ReLU does not saturate in the positive region, which helps maintain stronger gradients during training while still introducing a non-linearity into the network computations.

**Computational Efficiency**

ReLU only requires a simple thresholding at zero, allowing only values large than zero and zeroing out negative value. This is fast to compute with a clamp operation in [Pytorch](https://docs.pytorch.org/docs/stable/generated/torch.clamp.html). 

**Encourages Sparse Activations**

Since negative inputs become zero, many neurons stay inactive. This sparsity can improve generalization and efficiency.

<hr>

## Exercise: Implementing the ReLU function with Pytorch

Read the the Pytorch documentation for the [ReLU module](https://docs.pytorch.org/docs/stable/generated/torch.nn.ReLU.html) to familiarize with its definition. In this excercise we will aim to define our own ReLU module class with a similar behaviour than the Pytorch implementation.

Notice in the documentation the ReLU declaration only accepts one argument, `inplace=` which is set to `False` by default. When `inplace=True`, the ReLU modifies the tensor without creating a new tensor, this is only used when saving memory is necessary for the network architecture.  
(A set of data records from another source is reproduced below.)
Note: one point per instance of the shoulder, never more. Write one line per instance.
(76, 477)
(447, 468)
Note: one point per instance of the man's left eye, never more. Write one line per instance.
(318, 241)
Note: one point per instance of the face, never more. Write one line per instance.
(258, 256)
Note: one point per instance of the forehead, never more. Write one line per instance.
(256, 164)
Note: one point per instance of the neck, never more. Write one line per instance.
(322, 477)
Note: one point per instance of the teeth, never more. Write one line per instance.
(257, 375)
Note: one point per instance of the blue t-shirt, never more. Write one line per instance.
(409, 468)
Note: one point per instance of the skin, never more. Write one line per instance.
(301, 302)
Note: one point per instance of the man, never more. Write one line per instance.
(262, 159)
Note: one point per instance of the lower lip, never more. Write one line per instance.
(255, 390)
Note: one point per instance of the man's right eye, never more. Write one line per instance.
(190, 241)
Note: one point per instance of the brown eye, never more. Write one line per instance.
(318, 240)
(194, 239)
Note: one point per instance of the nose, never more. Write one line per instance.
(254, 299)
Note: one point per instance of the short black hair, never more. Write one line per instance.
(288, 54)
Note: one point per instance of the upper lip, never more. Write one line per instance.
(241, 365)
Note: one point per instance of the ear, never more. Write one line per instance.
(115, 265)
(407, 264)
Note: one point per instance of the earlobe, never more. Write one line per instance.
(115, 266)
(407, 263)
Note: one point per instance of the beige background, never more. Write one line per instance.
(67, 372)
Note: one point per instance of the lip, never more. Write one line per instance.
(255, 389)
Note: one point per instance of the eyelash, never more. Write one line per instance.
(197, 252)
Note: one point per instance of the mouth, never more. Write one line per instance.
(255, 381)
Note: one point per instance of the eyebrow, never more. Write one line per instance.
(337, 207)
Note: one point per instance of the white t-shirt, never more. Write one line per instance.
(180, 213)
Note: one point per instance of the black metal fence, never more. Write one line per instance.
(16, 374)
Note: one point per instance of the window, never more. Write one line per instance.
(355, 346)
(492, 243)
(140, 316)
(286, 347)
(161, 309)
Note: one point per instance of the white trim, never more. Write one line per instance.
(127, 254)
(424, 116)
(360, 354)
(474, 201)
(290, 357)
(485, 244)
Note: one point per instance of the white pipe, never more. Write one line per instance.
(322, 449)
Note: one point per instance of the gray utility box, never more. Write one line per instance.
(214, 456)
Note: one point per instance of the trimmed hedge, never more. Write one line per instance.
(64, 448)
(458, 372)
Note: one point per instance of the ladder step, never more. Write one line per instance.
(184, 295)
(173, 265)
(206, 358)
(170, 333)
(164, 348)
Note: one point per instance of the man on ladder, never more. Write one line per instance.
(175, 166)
We will implement the ReLU operation with the Pytorch function [**clamp** (Link)](https://docs.pytorch.org/docs/stable/generated/torch.clamp.html) available as an attribute method of the Tensor object. Clamp exists in two forms: The standard clamp that returns a new object (e.g. `newtensor=oldtensor.clamp`) and its inplace version `.clamp_`. See the documentation https://docs.pytorch.org/docs/stable/generated/torch.Tensor.clamp_.html

#### Complete the following code that declared a ReLU module class MyReLU:

`Important`: Do not delete the cell below neither change the name of MyReLU class, the notebook evaluator will search for the cell tag and the class name to assess your work.

In [None]:
import torch
import torch.nn as nn

class MyReLU(nn.Module):
    def __init__(self, inplace=False):
        super(MyReLU, self).__init__()
        #** Your code goes here **

    def forward(self, tinput: torch.Tensor):
        if self.inplace:
            #** Your code goes here** : Hint: tinput is a Tensor with functional attributes and forward() returns a tensor
            pass
        else:
            ##** Your code goes here** : Hint: tinput is a Tensor with functional attributes and forward() returns a tensor
            pass

#### Test your MyReLU class to show it behaves as expected

In [None]:
test_tensor = torch.arange(-10,10,1)
print("Original test tensor: \n", test_tensor)
relu = MyReLU()
print("Test tensor after ReLU operation: \n", relu(test_tensor))

All negative values in the tensor vector must be zero. Now experiment with random tensors as further check:

In [None]:
n=5
test_tensor = torch.randn((n,n))
print("Original test tensor: \n", test_tensor)

#Feel free to experiment by yourself with your own code

### Inplace operation of MyReLU

If you coded your MyReLU with `inplace` capability correctly, the code below should displayed two PASSED messages for each of the inplace and not-inplace tests. 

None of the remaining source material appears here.